It is remarkable that there is little or nothing to be remembered written on the
subject of getting a living; how to make getting a living not merely holiest and
honorable, but altogether inviting and glorious; for if getting a living is not
so, then living is not. One would think, from looking at literature, that this
question had never disturbed a solitary individual's musings. Is it that men are
too much disgusted with their experience to speak of it? The lesson of value
which money teaches, which the Author of the Universe has taken so much pains to
teach us, we are inclined to skip altogether. As for the means of living, it is
wonderful how indifferent men of all classes are about it, even reformers, so
called- whether they inherit, or earn, or steal it. I think that Society has
done nothing for us in this respect, or at least has undone what she has done.
Cold and hunger seem more friendly to my nature than those methods which men
have adopted and advise to ward them off.
The title wise is, for the most part, falsely applied. How can one be a wise
man, if he does not know any better how to live than other men?- if he is only
more cunning and intellectually subtle? Does Wisdom work in a tread-mill? or
does she teach how to succeed by her example? Is there any such thing as wisdom
not applied to life? Is she merely the miller who grinds the finest logic?
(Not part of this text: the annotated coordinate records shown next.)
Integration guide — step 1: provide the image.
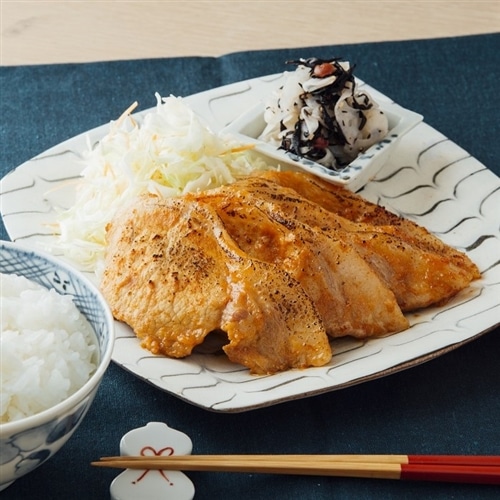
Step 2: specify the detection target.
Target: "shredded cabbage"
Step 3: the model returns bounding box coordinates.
[54,94,270,271]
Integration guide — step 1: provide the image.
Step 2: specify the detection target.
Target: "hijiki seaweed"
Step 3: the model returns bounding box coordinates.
[260,57,388,169]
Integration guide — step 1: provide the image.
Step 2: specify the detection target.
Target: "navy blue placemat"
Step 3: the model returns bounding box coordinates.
[0,34,500,500]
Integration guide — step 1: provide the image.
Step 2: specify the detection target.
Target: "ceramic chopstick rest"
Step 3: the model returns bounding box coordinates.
[110,422,195,500]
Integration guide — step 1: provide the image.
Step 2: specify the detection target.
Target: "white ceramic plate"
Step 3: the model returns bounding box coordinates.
[0,75,500,412]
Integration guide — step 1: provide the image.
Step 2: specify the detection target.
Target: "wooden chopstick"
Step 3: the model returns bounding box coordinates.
[92,455,500,484]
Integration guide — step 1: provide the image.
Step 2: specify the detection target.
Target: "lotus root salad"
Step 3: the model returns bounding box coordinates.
[259,57,389,170]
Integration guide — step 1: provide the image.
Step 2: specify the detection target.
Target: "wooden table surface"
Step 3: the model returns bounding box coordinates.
[0,0,500,66]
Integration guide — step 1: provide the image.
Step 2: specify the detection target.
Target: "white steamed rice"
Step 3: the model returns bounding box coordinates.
[0,274,97,423]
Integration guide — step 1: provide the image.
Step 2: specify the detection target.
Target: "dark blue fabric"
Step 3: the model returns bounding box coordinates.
[0,34,500,500]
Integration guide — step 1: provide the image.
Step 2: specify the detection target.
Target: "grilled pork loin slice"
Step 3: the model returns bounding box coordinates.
[101,197,332,374]
[193,190,409,338]
[237,172,480,312]
[101,172,479,374]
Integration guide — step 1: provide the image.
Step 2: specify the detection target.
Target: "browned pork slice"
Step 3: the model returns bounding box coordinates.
[194,193,409,338]
[220,172,479,311]
[257,171,480,282]
[101,193,331,374]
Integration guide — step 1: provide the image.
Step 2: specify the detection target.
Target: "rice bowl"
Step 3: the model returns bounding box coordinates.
[0,241,114,491]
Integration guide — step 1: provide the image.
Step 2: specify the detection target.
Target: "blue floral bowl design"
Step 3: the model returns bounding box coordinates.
[0,241,114,491]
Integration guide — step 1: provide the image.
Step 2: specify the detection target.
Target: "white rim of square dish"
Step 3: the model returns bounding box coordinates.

It is
pertinent to ask if Plato got his living in a better way or more successfully
than his contemporaries- or did he succumb to the difficulties of life like
other men? Did he seem to prevail over some of them merely by indifference, or
by assuming grand airs? or find it easier to live, because his aunt remembered
him in her will? The ways in which most men get their living, that is, live, are
mere makeshifts, and a shirking of the real business of life- chiefly because
they do not know, but partly because they do not mean, any better.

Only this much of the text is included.